Date: 2015-02-23 09:24 pm (UTC)
From: [identity profile] kalimac.livejournal.com
No, by group singing I do not mean taking turns. That's the group-concert format I contrasted it with. By group singing I mean the entire group singing a song together. That's what you need a hymnal (or equivalent) for, so that everyone will have the words handy.

We had personal songbooks then too. I'd photocopied things out of the Nesfa and Hopsfa hymnals that I really liked, added obscure songs not of filkish origin that I liked to sing, added in lyrics whose writers had passed copies around, etc., and put them in a binder.

I can't remember for sure who it was, but I think it was Bob Laurent who had the biggest personal binder ever seen in our group. It was about 3 feet long, the covers and rods were metal, and it sat on a stand. Supposedly it had every filksong ever written and every other song likely to be heard at a filk. It would of course have had to grow massively very quickly to keep that distinction up, but nowadays you could fit it in your pocket. Good to hear that people are doing that sort of thing now.

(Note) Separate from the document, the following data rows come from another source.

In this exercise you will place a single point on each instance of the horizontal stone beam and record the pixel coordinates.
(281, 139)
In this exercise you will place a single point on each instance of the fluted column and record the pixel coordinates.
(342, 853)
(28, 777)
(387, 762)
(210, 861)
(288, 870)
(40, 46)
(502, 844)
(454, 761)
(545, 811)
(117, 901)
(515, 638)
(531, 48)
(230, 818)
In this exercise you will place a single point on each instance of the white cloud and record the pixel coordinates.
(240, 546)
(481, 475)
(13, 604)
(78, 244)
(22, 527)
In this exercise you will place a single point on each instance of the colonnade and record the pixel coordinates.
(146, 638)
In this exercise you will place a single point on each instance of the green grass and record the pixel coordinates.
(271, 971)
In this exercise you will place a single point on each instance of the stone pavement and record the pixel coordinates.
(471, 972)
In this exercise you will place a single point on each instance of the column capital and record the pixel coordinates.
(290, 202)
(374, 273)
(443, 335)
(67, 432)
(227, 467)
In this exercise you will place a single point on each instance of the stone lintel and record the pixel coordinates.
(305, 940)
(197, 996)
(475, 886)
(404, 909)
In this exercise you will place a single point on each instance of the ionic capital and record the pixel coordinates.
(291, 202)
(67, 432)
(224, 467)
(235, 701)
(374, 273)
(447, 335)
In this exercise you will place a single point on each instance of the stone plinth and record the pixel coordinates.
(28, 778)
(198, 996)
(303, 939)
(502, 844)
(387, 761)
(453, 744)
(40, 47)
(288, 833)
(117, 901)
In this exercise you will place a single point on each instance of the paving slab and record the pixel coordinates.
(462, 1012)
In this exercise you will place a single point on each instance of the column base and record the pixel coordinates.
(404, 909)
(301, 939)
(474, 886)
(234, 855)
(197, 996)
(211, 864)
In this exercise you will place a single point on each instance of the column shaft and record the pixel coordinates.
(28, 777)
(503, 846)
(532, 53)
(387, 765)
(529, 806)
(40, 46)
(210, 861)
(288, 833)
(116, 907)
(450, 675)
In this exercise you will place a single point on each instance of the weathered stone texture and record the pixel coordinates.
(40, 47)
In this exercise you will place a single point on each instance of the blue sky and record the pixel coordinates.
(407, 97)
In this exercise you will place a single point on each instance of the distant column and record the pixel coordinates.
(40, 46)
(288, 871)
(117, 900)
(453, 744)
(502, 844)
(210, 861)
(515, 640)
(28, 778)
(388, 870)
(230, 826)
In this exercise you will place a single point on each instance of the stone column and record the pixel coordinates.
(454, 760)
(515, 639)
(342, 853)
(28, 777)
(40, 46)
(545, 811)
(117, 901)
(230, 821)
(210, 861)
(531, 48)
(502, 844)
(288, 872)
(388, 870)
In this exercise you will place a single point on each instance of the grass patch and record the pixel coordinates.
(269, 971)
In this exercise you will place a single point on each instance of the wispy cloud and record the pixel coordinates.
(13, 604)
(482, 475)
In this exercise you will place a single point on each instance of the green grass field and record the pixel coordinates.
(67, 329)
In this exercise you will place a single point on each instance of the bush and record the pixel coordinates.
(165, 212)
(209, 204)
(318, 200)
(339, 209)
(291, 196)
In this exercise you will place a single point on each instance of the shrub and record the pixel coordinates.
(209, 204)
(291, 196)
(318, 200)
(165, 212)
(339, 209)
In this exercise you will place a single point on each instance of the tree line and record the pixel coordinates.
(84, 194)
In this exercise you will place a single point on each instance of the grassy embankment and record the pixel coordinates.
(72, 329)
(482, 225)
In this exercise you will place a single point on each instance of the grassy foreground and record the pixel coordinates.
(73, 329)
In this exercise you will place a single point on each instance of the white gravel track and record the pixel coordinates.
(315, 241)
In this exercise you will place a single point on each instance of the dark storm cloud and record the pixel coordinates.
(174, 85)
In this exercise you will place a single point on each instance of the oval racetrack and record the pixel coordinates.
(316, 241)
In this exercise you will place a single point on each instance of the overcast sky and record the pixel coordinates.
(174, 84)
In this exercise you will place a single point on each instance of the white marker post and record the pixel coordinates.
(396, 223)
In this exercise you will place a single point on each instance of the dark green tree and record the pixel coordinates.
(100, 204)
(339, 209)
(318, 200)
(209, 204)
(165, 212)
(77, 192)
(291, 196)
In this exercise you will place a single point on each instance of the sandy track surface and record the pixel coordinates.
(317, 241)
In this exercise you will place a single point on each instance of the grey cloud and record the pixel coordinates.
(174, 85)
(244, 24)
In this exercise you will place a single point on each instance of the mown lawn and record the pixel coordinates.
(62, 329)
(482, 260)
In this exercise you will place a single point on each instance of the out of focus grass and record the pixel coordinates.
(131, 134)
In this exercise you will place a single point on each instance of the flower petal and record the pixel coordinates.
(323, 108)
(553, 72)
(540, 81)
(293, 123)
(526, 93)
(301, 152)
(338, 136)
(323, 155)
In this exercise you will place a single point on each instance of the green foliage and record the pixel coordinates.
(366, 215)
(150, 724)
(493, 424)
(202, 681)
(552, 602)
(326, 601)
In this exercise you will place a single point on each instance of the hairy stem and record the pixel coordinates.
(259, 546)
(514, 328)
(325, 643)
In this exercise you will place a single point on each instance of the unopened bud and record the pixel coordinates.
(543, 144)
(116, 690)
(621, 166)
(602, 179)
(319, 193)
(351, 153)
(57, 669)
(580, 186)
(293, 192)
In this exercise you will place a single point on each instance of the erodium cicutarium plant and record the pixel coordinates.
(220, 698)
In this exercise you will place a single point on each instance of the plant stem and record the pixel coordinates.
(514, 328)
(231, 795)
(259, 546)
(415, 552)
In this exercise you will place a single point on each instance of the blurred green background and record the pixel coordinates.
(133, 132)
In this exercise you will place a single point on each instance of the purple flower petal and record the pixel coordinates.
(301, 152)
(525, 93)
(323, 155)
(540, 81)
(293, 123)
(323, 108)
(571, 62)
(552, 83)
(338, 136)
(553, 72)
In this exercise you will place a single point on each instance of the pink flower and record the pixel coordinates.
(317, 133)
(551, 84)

Date: 2015-02-23 09:29 pm (UTC)
From: [identity profile] kalimac.livejournal.com
Oh - we didn't do jam sessions of the kind you describe in your last paragraph in west coast filking in those days. Our people just didn't have that skill set, or perhaps the interest. It was known to occur in the midwest, though, particularly Mpls.

Date: 2025-12-01 07:08 am (UTC)
ravan: by Ravan (Default)
From: [personal profile] ravan
I was there for the breakfast the song was about. Gods those times were fun.